GARETH BALE was impossible for Wales to replace.
But ex-Dragons assistant boss Kit Symons reckons Robert Page’s new cycle can qualify for Euro 2024 without their superman.
Two Group D wins for Wales, starting today against Armenia in Yerevan before hosting Turkey in Cardiff on Tuesday night, will book a fourth major tournament in five attempts.
Symons was part of the backroom staff for the previous three finals but left his post after last year’s World Cup disappointment in Qatar.
Wales’ first World Cup since 1958 was also ex-captain Bale’s swansong.
The Welsh legend hung up his boots on a glittering international career which yielded a record 111 caps and 41 goals for his country.
But Symons reckons Page’s Euro dreamers can achieve success and reach the finals in Germany next summer.
Symons said: “Wales are capable of qualifying. It’s in their own hands. Armenia and Turkey are big games and it’s all to play for.
“You’d have expected us to beat Armenia at home but we didn’t and got taught a lesson. It was a really bad performance and result.
“But we can certainly beat them away from home.

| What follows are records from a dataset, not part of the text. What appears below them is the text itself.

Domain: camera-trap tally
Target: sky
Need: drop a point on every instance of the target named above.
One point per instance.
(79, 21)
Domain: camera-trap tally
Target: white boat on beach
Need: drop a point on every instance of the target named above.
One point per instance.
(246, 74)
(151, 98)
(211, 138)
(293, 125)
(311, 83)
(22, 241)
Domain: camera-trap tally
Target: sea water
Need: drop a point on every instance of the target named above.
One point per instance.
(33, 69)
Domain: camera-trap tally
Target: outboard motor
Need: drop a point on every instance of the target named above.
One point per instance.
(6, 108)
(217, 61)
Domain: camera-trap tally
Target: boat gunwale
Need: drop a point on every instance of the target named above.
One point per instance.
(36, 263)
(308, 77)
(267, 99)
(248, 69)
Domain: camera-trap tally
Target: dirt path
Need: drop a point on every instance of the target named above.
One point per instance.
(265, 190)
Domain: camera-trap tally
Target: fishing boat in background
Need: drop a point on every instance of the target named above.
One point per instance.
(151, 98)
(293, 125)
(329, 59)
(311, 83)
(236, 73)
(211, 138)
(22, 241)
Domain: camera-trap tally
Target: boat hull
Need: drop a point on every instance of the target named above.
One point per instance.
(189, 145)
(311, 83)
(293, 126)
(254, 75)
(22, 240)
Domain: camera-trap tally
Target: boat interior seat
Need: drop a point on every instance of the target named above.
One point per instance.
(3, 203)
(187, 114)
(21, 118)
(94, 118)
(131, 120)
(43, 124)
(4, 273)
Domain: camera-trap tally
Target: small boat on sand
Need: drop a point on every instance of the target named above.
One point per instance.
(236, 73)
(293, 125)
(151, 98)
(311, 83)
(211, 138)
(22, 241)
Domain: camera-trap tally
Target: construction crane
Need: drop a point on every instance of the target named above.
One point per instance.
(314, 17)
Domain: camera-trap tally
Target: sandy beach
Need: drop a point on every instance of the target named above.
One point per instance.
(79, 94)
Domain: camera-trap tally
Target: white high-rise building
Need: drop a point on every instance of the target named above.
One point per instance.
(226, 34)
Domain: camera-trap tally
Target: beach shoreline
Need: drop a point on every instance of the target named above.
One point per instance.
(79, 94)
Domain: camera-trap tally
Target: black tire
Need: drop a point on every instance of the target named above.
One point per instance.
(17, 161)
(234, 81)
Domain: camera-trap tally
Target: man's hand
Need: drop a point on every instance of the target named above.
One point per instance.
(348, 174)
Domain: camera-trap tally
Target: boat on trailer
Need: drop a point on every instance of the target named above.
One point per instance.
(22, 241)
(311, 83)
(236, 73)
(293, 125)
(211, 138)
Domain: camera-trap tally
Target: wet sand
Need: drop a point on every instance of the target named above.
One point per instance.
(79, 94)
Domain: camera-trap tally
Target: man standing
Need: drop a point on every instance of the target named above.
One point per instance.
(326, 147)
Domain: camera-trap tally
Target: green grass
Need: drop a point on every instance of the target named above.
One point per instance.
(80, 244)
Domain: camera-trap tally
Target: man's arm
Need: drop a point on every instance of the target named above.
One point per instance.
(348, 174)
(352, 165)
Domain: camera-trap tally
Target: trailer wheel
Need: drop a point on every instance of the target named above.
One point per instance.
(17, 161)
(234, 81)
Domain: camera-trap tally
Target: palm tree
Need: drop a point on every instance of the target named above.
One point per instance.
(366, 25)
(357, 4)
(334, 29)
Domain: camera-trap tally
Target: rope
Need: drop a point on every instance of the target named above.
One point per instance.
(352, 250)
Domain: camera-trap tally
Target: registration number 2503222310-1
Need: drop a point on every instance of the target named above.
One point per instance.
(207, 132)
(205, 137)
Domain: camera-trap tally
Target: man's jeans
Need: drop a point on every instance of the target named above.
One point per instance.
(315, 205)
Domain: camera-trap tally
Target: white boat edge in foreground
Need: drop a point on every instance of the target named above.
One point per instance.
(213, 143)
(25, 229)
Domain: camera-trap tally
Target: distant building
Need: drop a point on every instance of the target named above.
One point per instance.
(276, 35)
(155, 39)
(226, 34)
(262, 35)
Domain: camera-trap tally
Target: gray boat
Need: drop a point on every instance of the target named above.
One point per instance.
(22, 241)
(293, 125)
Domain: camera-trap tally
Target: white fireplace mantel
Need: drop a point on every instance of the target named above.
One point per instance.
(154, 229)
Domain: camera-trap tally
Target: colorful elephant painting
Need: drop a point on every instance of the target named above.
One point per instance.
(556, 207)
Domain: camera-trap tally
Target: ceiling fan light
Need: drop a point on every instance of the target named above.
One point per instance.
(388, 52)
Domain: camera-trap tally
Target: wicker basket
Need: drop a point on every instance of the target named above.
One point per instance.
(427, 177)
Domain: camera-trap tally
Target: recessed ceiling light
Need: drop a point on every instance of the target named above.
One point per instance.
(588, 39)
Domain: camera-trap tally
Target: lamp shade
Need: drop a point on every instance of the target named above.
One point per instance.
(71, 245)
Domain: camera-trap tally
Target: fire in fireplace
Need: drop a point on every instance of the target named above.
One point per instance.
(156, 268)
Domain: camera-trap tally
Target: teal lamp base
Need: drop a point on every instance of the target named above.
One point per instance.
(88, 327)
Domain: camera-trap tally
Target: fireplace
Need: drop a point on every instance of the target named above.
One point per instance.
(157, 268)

Can we beat Turkey? We’ve done that before so we can qualify.”
Bale’s final Welsh appearance came in the 3-0 group exit defeat to England almost a year ago.
But Symons, who was also Chris Coleman’s long-standing No2, has been encouraged by Harry Wilson, Kieffer Moore, Brennan Johnson and David Brooks sharing the attacking load.
Symons, 52, added: “We have found a different way of playing and being successful.
“Baleo has left and, while we have good players, there’s no superman to come in and score goals out of nothing for us.
“It’s impossible to replace Gareth. He was world-class, a talisman and even if he wasn’t having his best game he’d pop up with a moment of magic.
“It was incredible what he did for Wales and how he achieved it. It’s got to be a different way now and we have to share out the goals and assists.”
Page parted ways with Symons after the World Cup, which the ex-Fulham manager describes as a ‘fairytale’ as the Dragons qualified for a first global finals in 64 years.
Symons said: “I’m really disappointed about how I left because it was a brilliant job that meant a lot to me.
“But I also feel blessed. I’ve been the assistant manager three times now and been to three major tournaments.
“I had a brilliant time and was given great opportunities so I don’t have any regrets.
“As a player, we had near misses like the Romania game for USA ’94 so to qualify for the World Cup was a fairytale.
“We got to the tournament and the fairytale came to an end and reality hit home.
“We played really good sides, some of the players had been injured or weren’t fully match-fit and that took its toll. We couldn’t alter that.
“There wasn’t much we could have done to achieve different results.
“You’re on the biggest stage of world football and if you have any frailties or problems they get magnified and blown up.
“I still think Wales qualifying for a World Cup was a huge and monumental achievement.
“Of course, everyone was disappointed with the performances, apart from the second half of the USA game.
“But if you reflect and look at where we were and take into account the factors we were dealing with, it wasn’t that big a surprise.
“We had a group of players who had been incredible and quite a few of them were coming to the end of the cycle.
“Gareth and Joe Allen were so important for Wales and the way we played. When we played well, they were pivotal to it.
“I’m just really pleased they got a chance to play at a World Cup.
“Now it’s a different time and the start of another cycle. It will take time.
“Reaching the Euro 2016 semi-finals was incredible but we also lost 6-1 in Serbia with Baleo, Joe, Ashley Williams, the nucleus of the same team.
“People need to be patient, trust in the process and support what they believe in.”